Is Ker(L) a subspace of V, where L is a linear map from V to V?

so what is the definition of a subspace?

5. Jun 9, 2010

### jwhite2531

well, (it says here) a subspace of a vector space is a nonempty subset that satisfies the requirements for a vector space.

6. Jun 9, 2010

### jwhite2531

ok,from the definition ker(L) is a vector subspace of V (I guess). but is this definition enough for the proof?

7. Jun 9, 2010

### lanedance

NO - you need to show it.
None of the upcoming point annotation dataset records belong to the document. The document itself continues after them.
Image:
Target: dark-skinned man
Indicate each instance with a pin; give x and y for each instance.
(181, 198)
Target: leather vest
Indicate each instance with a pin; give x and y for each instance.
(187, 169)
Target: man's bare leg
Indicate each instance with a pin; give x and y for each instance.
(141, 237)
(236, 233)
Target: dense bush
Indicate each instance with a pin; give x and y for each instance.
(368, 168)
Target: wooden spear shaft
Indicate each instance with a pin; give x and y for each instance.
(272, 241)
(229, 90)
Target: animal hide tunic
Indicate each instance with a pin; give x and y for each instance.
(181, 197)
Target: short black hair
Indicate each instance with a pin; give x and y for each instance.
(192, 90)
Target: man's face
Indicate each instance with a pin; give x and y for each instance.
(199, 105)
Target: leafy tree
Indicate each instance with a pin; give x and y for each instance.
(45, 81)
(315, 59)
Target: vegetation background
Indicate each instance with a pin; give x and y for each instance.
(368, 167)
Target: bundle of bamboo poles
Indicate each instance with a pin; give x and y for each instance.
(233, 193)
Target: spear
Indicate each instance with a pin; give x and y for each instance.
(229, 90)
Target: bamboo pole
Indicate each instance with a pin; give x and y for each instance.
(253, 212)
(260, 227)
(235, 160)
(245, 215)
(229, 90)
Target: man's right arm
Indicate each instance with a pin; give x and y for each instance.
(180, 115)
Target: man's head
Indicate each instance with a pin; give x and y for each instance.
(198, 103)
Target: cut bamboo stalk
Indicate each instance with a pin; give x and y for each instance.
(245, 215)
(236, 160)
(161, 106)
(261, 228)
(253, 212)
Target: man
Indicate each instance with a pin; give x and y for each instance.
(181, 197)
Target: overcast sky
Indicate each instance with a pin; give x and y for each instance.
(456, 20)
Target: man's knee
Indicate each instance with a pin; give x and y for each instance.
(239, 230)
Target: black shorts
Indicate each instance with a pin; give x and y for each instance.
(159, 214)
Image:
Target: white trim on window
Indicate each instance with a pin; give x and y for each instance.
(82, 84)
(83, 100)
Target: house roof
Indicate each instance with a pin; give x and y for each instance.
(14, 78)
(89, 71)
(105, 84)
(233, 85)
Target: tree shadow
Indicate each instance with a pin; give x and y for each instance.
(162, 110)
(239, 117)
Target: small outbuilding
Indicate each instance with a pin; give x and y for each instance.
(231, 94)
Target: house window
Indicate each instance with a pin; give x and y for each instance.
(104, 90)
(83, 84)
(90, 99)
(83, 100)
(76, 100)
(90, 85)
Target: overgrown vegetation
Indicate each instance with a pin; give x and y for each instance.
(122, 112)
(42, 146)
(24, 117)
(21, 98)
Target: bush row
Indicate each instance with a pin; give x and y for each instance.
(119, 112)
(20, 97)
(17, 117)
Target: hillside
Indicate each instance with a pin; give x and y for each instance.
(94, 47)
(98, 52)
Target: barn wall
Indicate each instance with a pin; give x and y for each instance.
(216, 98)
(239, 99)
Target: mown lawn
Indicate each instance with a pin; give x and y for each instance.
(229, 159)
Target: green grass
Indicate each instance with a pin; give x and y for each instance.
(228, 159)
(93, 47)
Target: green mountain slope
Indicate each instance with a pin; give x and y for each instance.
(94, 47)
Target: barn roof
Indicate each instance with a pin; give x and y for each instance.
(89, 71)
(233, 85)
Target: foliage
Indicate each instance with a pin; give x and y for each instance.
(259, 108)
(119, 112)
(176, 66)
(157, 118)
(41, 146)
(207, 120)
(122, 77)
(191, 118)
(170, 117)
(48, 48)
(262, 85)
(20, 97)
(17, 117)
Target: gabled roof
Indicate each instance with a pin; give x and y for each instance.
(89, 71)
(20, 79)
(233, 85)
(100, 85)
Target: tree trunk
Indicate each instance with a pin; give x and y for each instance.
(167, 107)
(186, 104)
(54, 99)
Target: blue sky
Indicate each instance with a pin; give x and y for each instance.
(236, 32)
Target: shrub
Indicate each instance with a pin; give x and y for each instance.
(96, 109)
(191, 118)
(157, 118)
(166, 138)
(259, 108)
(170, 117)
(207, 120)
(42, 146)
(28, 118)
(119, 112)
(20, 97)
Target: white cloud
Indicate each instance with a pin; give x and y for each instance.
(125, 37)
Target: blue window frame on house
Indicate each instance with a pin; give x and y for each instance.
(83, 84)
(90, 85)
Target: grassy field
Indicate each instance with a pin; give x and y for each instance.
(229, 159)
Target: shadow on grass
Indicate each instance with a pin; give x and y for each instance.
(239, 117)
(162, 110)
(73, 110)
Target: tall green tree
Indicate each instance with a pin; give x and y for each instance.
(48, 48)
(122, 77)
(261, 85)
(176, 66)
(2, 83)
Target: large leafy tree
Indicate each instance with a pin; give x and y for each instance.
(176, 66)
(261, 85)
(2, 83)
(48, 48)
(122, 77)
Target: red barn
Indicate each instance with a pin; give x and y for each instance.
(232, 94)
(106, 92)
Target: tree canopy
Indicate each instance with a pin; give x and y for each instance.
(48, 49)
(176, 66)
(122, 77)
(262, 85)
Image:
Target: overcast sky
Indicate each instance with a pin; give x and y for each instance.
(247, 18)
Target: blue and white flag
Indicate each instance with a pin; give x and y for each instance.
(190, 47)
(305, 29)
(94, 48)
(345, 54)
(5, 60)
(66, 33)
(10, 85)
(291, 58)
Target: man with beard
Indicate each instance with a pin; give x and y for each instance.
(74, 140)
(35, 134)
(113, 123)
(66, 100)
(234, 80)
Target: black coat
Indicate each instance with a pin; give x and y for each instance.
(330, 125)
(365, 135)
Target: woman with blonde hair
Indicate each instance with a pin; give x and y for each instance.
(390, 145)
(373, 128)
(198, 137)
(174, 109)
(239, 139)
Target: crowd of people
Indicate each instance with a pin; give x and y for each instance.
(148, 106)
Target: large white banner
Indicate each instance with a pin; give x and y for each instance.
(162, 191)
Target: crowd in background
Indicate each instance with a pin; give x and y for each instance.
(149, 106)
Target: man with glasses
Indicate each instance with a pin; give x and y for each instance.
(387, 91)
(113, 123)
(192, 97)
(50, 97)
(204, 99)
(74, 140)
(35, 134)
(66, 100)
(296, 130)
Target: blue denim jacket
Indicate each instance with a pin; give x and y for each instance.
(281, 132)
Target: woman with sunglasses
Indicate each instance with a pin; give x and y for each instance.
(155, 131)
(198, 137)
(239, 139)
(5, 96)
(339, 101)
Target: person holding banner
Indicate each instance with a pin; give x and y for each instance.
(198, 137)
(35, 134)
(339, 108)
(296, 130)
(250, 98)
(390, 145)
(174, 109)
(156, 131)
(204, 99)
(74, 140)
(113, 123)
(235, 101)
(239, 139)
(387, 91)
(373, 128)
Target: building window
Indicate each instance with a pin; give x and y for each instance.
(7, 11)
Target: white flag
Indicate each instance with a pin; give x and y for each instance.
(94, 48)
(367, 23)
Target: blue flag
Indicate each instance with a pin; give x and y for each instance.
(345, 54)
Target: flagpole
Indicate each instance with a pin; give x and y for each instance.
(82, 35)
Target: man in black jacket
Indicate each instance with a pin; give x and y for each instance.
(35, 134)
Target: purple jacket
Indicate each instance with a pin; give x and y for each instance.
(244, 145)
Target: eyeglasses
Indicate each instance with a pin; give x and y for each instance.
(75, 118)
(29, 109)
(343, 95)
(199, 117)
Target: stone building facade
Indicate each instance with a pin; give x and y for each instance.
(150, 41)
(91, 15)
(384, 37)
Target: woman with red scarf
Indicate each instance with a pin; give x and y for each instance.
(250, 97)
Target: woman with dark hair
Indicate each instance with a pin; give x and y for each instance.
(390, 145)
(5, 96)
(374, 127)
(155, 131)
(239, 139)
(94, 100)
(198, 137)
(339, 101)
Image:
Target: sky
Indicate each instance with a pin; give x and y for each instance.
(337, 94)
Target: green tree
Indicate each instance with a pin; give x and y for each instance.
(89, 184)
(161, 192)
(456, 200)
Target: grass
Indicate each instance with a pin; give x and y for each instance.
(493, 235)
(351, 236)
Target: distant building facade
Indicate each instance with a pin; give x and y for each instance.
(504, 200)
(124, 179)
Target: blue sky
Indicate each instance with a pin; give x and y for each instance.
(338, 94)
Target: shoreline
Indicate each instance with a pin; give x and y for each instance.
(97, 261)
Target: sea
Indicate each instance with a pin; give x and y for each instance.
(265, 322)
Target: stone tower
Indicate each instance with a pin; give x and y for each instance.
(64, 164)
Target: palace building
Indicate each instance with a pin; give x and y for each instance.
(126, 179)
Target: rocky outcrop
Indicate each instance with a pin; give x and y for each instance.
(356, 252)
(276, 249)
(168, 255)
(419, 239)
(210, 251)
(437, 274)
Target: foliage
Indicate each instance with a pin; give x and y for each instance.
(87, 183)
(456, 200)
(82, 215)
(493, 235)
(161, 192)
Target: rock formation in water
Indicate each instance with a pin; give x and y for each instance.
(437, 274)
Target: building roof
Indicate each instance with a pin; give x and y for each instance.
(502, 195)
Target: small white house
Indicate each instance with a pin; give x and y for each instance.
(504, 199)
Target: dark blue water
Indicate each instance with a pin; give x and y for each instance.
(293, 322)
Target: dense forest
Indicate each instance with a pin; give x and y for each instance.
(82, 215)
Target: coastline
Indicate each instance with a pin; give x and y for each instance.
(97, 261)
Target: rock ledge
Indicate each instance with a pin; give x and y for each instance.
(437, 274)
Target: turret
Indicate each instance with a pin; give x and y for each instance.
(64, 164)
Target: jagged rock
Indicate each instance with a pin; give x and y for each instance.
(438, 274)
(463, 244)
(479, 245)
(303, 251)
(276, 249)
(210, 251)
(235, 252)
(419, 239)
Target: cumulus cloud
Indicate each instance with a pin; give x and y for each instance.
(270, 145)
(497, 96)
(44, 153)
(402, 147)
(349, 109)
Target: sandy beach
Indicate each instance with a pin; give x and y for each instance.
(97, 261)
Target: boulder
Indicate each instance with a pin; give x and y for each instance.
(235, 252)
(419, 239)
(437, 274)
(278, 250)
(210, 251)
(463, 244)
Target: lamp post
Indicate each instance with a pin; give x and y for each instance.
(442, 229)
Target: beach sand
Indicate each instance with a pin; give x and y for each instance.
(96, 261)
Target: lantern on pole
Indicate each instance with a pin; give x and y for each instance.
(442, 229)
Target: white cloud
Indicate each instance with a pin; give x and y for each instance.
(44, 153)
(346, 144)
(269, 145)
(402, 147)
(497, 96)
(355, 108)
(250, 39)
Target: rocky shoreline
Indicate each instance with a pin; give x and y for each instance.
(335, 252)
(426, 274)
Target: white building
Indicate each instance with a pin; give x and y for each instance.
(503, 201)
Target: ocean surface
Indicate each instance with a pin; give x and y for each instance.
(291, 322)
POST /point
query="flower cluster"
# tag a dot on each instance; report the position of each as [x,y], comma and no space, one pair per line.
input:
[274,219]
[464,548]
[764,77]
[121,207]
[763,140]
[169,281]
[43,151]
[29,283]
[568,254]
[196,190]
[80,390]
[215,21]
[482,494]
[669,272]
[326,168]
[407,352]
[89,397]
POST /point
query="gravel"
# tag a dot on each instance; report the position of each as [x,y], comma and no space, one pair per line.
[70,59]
There are quite a few properties required to show a set, equipped with addition & scalar multiplication is a vector space (~10 if i remember correctly)

To show a subset of a vector space is a "subspace" is a little less onerous, you need to show 3 things:
- it has the zero vector
- it si "closed" under addition
- it is "closed" under scalar multiplication

see this for subspace
http://en.wikipedia.org/wiki/Linear_subspace

and for a general vector space
http://en.wikipedia.org/wiki/Vector_space

Last edited: Jun 9, 2010
8. Jun 10, 2010

### jwhite2531

Thank you very much, here is my final proof :)
- ker(L) is nonempty since Lu=0, the zero vector of V, is in ker(L)
- if u belongs ker(L) and a is a scalar, then
L(au)=aL(U)=a.0=0, therefore au belongs ker(L)
-if u1, u2 belong ker(L), then
L(u1+u2)=Lu1+Lu2=0+0=0, so u1+u2 belongs ker(L)
hence ker(L) is a subspace of V. Am I right?

Proof for the second statement:
S is a subset of V which consists of vectors which are not contained in ker(L).
therefore S does not have a zero vector, 0v belongs ker(L), and S is not a subspace of V.

The last two are similar to first two.
I guess I makes sense but do you agree?
Thanks

9. Jun 10, 2010

### lanedance

subspace proof looks good

2nd statement is valid as well

another way to do the 2nd one without using the zero vector is, pick u & v such that:
$$L(u) = 0, \ u \ \in Ker(L)$$
$$L(v) \neq 0, \ v\ \in V$$
$$L(u+v) = L(u) + L(v) = 0 + L(v) \neq 0, \ \to (u+v) \in V$$
$$(u+v) + (-v) = u \notin V$$
so its not closed

10. Jun 10, 2010

### jwhite2531

Thank you.

11. Jun 11, 2010

### HallsofIvy

Well done, lanedance and jwhite2531.